In too many organizations, content gets seen as a liquid stock (at its worst, a day-traded short stock), but in reality it should be understood like investment in illiquid real-estate.

To use a stronger comparison - in many organizations content is being used as a money-laundering front for a web of ad, backlink, and affiliate networks.

And those networks aren’t necessarily evil, nefarious, or secret. If you’ve ever paid for a backlink from a specialized vendor - you’ve invested money into one of them. But the reason it happens is quite simple.

Businesses are often stuck in the mindset of “just publish something, anything, we need to make it look like there’s actual legitimate business activity going on”. However, when there is no solid business justification behind that activity, it will never be as affective as a more strategic investment.

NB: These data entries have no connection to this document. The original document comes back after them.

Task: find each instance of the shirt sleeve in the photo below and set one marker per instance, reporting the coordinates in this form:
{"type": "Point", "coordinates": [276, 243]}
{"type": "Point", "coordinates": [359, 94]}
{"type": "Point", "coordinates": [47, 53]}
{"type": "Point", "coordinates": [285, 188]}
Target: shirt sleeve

When traffic and clicks becomes “buzz” and “hype” and used to convince investors that the business underneath is actually valuable.

The entire house of cards that produces cheap content depends on the promise and assumption of infinite traffic growth and an infinite supply of available attention. Both of which have long since ceased to be true.

What it means to build trust online

Google’s core updates since the Helpful Content Update (HCU) have approximated a model of “who is trustworthy” based on 3 main factors:

  1. Content - what are they saying and how are they saying it? (Substance)
  2. Consistency - how much have they said this before, how often do they talk about this and similar concepts? (Experience)
  3. Credibility - who else trusts them and who is affiliated with them? (Connections / collaborators / citations)

This framework is similar to EEAT, but I think it’s a bit more natural to how we as humans assess what people or organizations we can trust. And as Google gets more sophisticated with its ability to create people and organization entities with contextual data, the SERP can also improve in approximating trust.

Let your marketing be more creative

Some companies know how to attract their audience and make great content, but they can't figure out how to be found by people on search. Distribution isn’t built into their content creation process, and adding it as an afterthought can be quite difficult.

Other companies know how to attract traffic through search, but their content can sometimes be too basic and flat. Too many SEO programs and SEO tools think about search marketing too directly - targeting search terms that match their exact terms and direct product descriptions.

Then, too many terrible SEO programs just take direct linguistic matches as keywords and don't think on how to expand it.

Both a branded piece with 0 search traffic and your typical bad SEO listicle are on opposite sides of the same spectrum. The former group understands their audience, but not how to connect it to search; the latter group understands what people search for, but not how to serve the audience.

Good SEO is in the middle - it has both. Successful SEO needs to both speak the language of the search engine and understand the audience and their psychological needs.

This is actually why I think SparkToro and some of Semrush's newer tools are so valuable - these tools help us figure out what people search for outside of the obvious or direct terminology.

Too many companies rely on the basic exact category names, product descriptions, and verticals. That approach lacks imagination.

What is the wider circle of terms adjacent to a company's product or service offering that does get searched for? How can you start that journey of getting people acquainted with your brand? 

Final words: remember your culpability

Yeah, we’re all kind of guilty of making the internet worse. But that doesn’t mean everything is doomed - by truly focusing on the user, building trust, and reaching the right people on subjects our organizations can reputably talk about - we can begin to improve the quality of average search results for everyone.

And when search engines have better pages to pick from, improving the SERP gets all that much easier.